Even this lightweight runbook improves output quality. The key is not to give the model more freedom. The key is to write down the sequence a strong developer would already follow.

Applying this to Claude Code or Codex

The tools differ, but the operating principles are similar.

Claude Code

If your team uses Claude Code, project-level settings and repeated commands are worth standardizing. The official settings and hooks documentation shows how teams can separate user and project configuration and run custom logic around tool execution. In practice, this can help block risky shell commands or trigger checks after a task.

Practical tips:

  • Document agent working rules at the repository root.
  • Turn recurring workflows into slash commands or team templates.
  • Use hooks as safety rails, but do not rely on hooks as the only verification layer.
  • Require the final report to include commands run and their outputs.

Codex

For Codex-style agents, keep each task small. If one instruction includes design, implementation, tests, deployment, and documentation, debugging failures becomes hard.

A better split is:

  • Investigation task: report causes and options without changing code
  • Implementation task: apply only the approved option
  • Verification task: run tests and builds, then report results
  • Cleanup task: draft PR text, release notes, or operations notes

This lets humans focus on high-leverage decisions while agents handle repeatable execution.

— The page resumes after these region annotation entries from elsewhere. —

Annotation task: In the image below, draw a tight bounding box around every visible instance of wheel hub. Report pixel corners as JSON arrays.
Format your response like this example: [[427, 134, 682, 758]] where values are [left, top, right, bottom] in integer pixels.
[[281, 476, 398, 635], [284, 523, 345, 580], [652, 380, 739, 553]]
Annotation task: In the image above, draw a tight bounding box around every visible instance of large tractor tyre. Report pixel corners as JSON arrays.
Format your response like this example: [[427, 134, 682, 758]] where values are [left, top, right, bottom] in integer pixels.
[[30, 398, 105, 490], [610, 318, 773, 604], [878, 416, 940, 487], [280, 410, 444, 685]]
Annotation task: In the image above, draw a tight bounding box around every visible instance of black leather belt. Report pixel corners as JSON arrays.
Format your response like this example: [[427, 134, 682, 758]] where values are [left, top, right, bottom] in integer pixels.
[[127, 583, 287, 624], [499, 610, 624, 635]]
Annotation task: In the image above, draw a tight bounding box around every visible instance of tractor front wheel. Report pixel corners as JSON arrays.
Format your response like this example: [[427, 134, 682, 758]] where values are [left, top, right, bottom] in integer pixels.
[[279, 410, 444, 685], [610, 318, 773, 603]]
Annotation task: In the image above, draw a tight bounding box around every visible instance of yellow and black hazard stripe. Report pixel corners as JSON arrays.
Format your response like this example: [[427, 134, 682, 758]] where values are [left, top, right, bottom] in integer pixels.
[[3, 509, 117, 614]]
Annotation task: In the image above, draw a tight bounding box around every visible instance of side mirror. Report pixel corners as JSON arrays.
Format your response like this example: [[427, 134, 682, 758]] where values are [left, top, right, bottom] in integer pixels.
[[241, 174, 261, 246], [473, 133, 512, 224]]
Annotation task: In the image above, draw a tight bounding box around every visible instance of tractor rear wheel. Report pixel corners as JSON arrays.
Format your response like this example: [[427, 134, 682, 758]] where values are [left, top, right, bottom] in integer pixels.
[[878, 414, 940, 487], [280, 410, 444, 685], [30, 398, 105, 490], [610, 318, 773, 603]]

Operational metrics: is the agent actually helping?

Agent adoption is easy to overestimate if you only look at demos. Track monthly operating metrics instead.

  • Number of PRs drafted by agents
  • Percentage of agent-written code humans rewrote
  • First-pass CI success rate
  • Review comments caused by requirement misunderstanding
  • Average bug-fix lead time
  • Time from escalation to resolution
  • Regression bugs introduced by agent work

The right metric is not whether the team uses agents more often. The right metric is whether rework decreases while quality stays stable.

A safe rollout sequence

Do not delegate all development work on day one. Use this rollout path.

  1. Documentation and code investigation: analysis only, no edits.
  2. Test strengthening: make existing behavior explicit.
  3. Small bug fixes: single-file or single-feature scope.
  4. CI failure recovery: log-driven fixes with narrow permissions.
  5. Feature implementation support: delegate small tasks from a human design.
  6. Operations automation: automate only when verification and rollback are defined.

This sequence builds trust. Teams trust agents not because they always succeed, but because their failure modes are controlled.

Closing thought

AI-native development does not mean developers disappear. It means the operating model of development changes. Strong teams do not throw vague tasks at agents. They classify work, define input contracts, restrict permissions, run verification, and write explicit stop conditions.

A prompt is the starting point. A runbook is the operating system. If your team is serious about AIAx, create one agent runbook today and apply it to a small recurring task. As the runbook improves, the agent becomes less of a demo and more of a real productivity system.